Yost said, “Remaining unchanged are the following assumptions supporting the fiscal 2009 diluted earnings per share from continuing operations range: revenue growth of between 1 percent and 3 percent; operating margin expansion in the low to mid single digit basis point range; and free cash flow in the range of $460 million to $535 million, which includes capital expenditures in the $140 million range. Also unchanged is the expected repurchase of approximately $350 million of AmerisourceBergen common shares in fiscal 2009.”

Conference Call

The Company will host a conference call to discuss its results at 11:00 a.m. Eastern Time on July 30, 2009. Participating in the conference call will be: R. David Yost, President and Chief Executive Officer and Michael D. DiCandilo, Executive Vice President and Chief Financial Officer.

To access the live conference call via telephone:

Dial in: (651) 291-0900, no access code required.

To access the live webcast:

Go to the Quarterly Webcasts section on the Investor Relations page at http://www.amerisourcebergen.com.

A replay of the telephone call and webcast will be available from 1:00 p.m.July 30, 2009 until 11:59 p.m.August 6, 2009. The Webcast replay will be available for 30 days.

To access the replay via telephone:

Dial in:

 

(800) 475-6701 from within the U.S., access code: 106662

(320) 365-3844 from outside the U.S., access code: 106662

To access the archived webcast:

Go to the Quarterly Webcasts section on the Investor Relations page at http://www.amerisourcebergen.com.

About AmerisourceBergen

AmerisourceBergen is one of the world's largest pharmaceutical services companies serving the United States, Canada and selected global markets.
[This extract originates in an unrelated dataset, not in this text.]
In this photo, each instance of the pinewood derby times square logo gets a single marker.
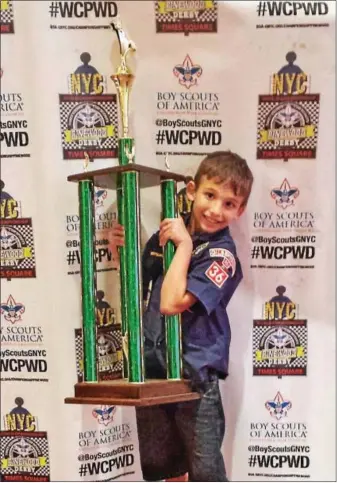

Servicing both pharmaceutical manufacturers and healthcare providers in the pharmaceutical supply channel, the Company provides drug distribution and related services designed to reduce costs and improve patient outcomes. AmerisourceBergen's service solutions range from pharmacy automation and pharmaceutical packaging to reimbursement and pharmaceutical consulting services. With more than $70 billion in annual revenue, AmerisourceBergen is headquartered in Valley Forge, PA, and employs approximately 10,000 people. AmerisourceBergen is ranked #26 on the Fortune 500 list. For more information, go to www.amerisourcebergen.com.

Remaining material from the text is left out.